7. Should a buyer ask for title insurance or an abstract and title opinion?

While it may cost less to use an abstract, if one exists, most lenders require title insurance. This may be required regardless what the offer to purchase says. If the buyer contacts a lender before writing the offer to purchase, the lender’s requirements can be determined and included in the offer.

8. What’s the difference between a warranty deed and a quit claim deed?

A warranty deed “warrants” or guarantees that the title is free of all encumbrances except those mentioned in the deed. A quit claim deed transfers what title the seller has (if any), without guaranteeing the quality of title.

9. Are there legal issues in financing?

Financing is the key to most real estate transactions. It provides the funds to make the purchase. There are a number of financing options, and an attorney can help a buyer evaluate them. Buyers may seek loan prequalification to help evaluate what they can afford.

Financing usually is obtained from a commercial lender – a bank, savings institution, or the like. To secure the repayment of the loan, the lender will take a mortgage on the property purchased. It also will look into the buyer’s finances and credit history and may require mortgage insurance. If any problems arise, an attorney can help work them out.

The documents surrounding a mortgage can be very complicated. The buyer needs legal assistance to understand these documents and be sure the buyer’s rights are protected under them.

10. What about a land contract?

A land contract is used where the seller finances the buyer’s purchase of the property. Rather than paying the entire purchase price at closing, the buyer pays the seller in installments and receives a deed when all payments are made.

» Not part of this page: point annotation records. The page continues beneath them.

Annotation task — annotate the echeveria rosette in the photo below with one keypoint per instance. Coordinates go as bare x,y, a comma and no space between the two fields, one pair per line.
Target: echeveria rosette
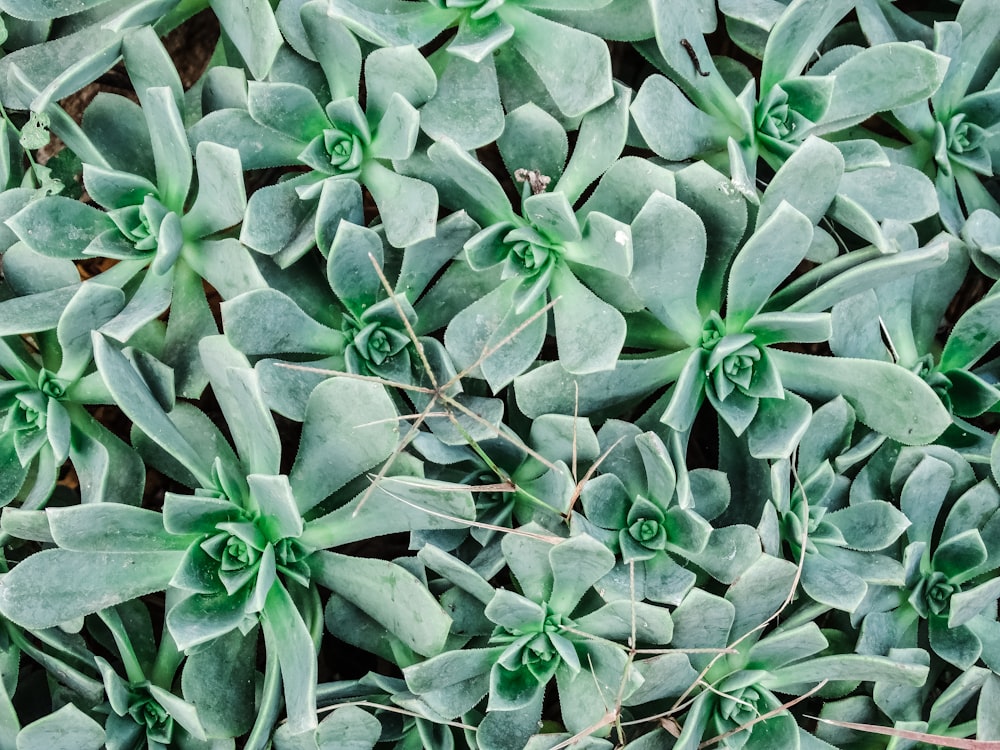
648,509
953,131
551,629
910,309
846,547
368,333
759,672
42,416
733,361
688,114
144,714
240,547
948,600
338,139
540,252
498,46
166,238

For the buyer, the land contract may be the only financing available depending upon economic conditions, the type of property, or buyer’s creditworthiness. It may have a small down payment, fewer closing costs, and even a lower interest rate than a mortgage.

Often a land contract will have a short term and involve a lump sum (balloon) payment of the balance when the buyer’s equity will allow mortgage financing of the property.

For the seller, land contract financing may be the only way to put the sale together. It allows a deferral of capital gains over the term of the land contract payments. Enforcement of a land contract is somewhat easier than a mortgage, but the seller assumes the risk that it will have to retake the property and resell it. The land contract also means that the seller does not get all of the sales proceeds on closing.

The land contract is a flexible financing instrument that involves detailed negotiation. The parties need good legal advice to assure that the land contract reflects their agreements and that their interests are protected.

11. When can a foreclosure action be commenced?

Foreclosure terms are stated in your mortgage or land contract. Generally any significant breach, such as failing to make payments or damaging the property in a way that reduces its value, can lead to foreclosure.

Under state law, the buyer may have the right to obtain notice of his or her breaches and to correct them. Since different provisions apply in different circumstances, you should see a lawyer if you have been threatened with foreclosure.

12. Want to build a home?

Building a home (or making other improvements to real property) involves additional contracts that should be reviewed and negotiated by an attorney. The owner must decide what it needs and can afford, which often requires the help of an architect or engineer with whom the owner will have a contract. There is a construction contract covering what is to be built, changes to the plans, performance standards for the builder (including time for construction and delays, and warranties), and costs and extras. Construction can be exciting and satisfying if the rights of the parties are clearly spelled out in contracts and fully understood by the parties.